There are rare-earth elements in your computer, digital camera, television, smartphone, in the batteries of hybrid vehicles, in long-lasting lightbulbs and serving as critical magnets in guided missiles.
Yet the available supply of rare-earth elements has been cut in the past few years. Nearly all the world's processing facilities are located in China, which started reducing export quotas about two years ago, then restricted exports further following a dispute last year with Japan over an island. China is also closing some of its rare-earth processors, citing environmental concerns.
Together, the actions have increased the costs of rare-earth minerals, which have soared by 1,500 percent on average during the past year, alarming the U.S. government.
Some relief may be coming. Efforts to diversify the supply of rare-earth minerals should get a boost later this year when two mines, one in the U.S. and one in Australia, ramp up production. (Watch a video of the U.S. mine here: http://www.youtube.com/watch?v=R748lCp8Fic&feature=channel_video_title.) Supplies aren't expected to match demand for years, however, triggering a worldwide rush to locate and extract rare-earth elements. (The minerals are known as elements once they are mined.)
"It's gotten the attention of Congress," said U.S. Geological Survey researcher Thomas Frost, noting that the USGS's 2011 budget includes a directive to research rare-earth minerals.
"We've realized we need to better understand what potential sources of rare earths there are in the U.S., and in the world, that are not controlled by China, and that hadn't been considered before," he said.

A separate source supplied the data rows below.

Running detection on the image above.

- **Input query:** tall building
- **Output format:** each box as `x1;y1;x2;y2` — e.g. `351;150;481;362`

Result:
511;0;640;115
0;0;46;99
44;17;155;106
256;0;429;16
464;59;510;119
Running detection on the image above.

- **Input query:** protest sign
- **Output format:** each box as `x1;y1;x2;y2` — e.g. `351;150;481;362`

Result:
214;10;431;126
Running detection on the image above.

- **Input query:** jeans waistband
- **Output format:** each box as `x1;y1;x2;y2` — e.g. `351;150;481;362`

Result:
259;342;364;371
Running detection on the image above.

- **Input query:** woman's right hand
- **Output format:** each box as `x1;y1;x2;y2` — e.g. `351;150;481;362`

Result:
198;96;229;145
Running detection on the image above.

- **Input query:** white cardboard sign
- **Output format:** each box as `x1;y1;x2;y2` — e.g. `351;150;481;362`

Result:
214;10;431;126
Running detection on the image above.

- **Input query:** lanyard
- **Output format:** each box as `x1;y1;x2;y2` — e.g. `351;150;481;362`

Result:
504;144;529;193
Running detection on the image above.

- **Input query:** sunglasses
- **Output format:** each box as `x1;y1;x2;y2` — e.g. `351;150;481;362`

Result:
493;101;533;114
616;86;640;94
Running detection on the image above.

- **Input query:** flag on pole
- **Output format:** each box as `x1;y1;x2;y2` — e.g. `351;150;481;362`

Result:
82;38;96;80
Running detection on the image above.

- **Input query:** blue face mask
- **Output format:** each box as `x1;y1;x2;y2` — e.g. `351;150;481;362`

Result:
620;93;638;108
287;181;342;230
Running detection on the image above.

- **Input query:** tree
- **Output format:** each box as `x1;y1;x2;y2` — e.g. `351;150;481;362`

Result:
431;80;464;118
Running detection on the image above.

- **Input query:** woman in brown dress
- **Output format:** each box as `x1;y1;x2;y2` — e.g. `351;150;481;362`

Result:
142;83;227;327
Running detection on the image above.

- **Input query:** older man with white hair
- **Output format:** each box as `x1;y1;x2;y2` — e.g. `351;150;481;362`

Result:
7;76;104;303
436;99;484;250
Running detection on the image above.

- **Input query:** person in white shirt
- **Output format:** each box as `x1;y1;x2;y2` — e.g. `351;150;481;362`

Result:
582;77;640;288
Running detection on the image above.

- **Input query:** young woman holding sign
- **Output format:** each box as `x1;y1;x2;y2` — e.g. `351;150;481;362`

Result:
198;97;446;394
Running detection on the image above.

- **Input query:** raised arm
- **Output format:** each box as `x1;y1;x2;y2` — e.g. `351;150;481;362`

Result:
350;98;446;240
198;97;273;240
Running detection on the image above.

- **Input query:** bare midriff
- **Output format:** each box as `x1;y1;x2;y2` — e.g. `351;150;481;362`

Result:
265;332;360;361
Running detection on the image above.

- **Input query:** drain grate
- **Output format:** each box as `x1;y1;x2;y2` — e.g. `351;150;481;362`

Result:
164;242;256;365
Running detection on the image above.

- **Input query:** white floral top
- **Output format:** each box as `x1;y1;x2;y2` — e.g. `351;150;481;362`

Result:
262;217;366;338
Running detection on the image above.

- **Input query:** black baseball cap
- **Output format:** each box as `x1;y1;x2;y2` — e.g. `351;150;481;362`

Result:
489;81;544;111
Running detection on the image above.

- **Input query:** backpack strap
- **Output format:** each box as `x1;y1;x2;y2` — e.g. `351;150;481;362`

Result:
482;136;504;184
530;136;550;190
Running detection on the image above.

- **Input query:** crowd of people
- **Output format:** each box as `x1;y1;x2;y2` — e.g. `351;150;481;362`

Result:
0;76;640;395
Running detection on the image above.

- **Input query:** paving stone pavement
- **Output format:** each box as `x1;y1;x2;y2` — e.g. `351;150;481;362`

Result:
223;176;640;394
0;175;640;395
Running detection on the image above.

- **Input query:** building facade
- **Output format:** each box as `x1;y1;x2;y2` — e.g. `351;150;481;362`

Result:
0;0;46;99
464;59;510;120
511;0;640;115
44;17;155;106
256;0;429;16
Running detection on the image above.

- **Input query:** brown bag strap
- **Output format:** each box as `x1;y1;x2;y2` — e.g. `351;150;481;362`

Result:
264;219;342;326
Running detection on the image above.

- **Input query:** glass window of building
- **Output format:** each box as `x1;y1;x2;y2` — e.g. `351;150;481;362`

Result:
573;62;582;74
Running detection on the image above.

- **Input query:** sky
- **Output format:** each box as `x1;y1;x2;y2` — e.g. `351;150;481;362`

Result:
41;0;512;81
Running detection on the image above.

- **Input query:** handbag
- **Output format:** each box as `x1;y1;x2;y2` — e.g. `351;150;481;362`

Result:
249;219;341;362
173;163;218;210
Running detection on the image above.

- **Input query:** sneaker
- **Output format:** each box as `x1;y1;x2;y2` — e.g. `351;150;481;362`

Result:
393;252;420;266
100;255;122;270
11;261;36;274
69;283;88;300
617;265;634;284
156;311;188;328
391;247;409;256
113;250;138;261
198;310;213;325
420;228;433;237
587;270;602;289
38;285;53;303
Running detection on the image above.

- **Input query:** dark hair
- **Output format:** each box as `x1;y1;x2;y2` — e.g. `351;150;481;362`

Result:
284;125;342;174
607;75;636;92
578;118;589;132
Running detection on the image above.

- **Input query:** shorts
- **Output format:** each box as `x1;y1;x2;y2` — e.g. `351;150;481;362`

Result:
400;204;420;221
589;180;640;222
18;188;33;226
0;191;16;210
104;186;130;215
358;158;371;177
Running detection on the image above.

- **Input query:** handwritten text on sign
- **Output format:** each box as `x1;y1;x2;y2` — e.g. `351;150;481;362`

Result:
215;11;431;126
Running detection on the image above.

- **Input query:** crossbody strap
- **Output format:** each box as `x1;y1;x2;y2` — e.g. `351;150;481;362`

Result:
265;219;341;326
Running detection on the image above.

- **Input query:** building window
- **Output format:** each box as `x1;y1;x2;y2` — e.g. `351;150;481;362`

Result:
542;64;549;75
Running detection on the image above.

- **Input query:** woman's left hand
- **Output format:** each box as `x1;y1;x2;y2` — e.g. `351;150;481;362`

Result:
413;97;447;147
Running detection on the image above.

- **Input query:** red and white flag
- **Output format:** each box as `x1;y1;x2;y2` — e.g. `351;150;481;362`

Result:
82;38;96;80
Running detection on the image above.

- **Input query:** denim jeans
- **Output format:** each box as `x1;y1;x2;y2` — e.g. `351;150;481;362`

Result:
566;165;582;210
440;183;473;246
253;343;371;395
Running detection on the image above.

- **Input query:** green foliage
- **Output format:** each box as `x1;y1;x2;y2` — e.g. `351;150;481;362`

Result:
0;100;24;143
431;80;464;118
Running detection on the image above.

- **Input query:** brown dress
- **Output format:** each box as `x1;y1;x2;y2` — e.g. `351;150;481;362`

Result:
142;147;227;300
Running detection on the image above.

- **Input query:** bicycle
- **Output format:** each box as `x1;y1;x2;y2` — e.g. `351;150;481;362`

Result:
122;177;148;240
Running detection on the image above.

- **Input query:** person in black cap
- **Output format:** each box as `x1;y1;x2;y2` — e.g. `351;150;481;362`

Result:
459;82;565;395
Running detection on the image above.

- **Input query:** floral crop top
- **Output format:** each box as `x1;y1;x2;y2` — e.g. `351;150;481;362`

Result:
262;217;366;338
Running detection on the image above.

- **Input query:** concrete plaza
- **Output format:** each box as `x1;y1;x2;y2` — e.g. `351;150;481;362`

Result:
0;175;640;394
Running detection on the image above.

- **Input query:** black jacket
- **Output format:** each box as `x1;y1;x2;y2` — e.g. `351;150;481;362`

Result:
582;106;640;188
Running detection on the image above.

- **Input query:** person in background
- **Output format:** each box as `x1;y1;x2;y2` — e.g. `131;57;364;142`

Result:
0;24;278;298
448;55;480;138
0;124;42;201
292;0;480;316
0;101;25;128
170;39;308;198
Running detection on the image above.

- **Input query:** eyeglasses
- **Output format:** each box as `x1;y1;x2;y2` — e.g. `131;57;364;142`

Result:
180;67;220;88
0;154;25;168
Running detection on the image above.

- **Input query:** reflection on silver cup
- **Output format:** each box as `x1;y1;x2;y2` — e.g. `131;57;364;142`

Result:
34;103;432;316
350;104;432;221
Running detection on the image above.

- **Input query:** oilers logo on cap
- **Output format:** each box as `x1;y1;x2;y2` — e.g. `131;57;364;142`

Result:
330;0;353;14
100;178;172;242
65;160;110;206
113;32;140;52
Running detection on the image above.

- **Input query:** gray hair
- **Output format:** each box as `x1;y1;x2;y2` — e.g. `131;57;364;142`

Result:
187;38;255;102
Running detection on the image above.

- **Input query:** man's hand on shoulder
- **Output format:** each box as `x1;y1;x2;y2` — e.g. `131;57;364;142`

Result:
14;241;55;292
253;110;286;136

The U.S. mine, owned by Molycorp, has reopened after closing in 2002 following radioactive wastewater spills and price competition. The largest spills, from a pipeline to Nevada, occurred in the late 1990s, in protected lands in the Mojave Desert. The company has since changed its ownership structure.
"We want people who buy from us to know we do things the right way," said Mark Smith, Molycorp CEO, who says Molycorp has a new, environmentally friendly mission. "We care about the environment and we care about what we do, and we think that makes a difference with customers today," he said.
Molycorp's facility, in Mountain Pass, California, will expand production dramatically. It's being rebuilt to produce up to 40,000 metric tons of rare-earth elements by 2013, which would be a 700 percent increase from its production target for the end of this year.
Just off of its own exit on Interstate 15, about an hour's drive from Las Vegas, the Mountain Pass mining site is nestled in a small valley between two mountain ranges in the desert.
The carbonatite deposit, which contains a variety of ore types, was discovered by prospectors in 1949, according to a U.S. geologist. About 8 percent of the deposit contains rare-earth minerals, a good ratio in rare-earth mining.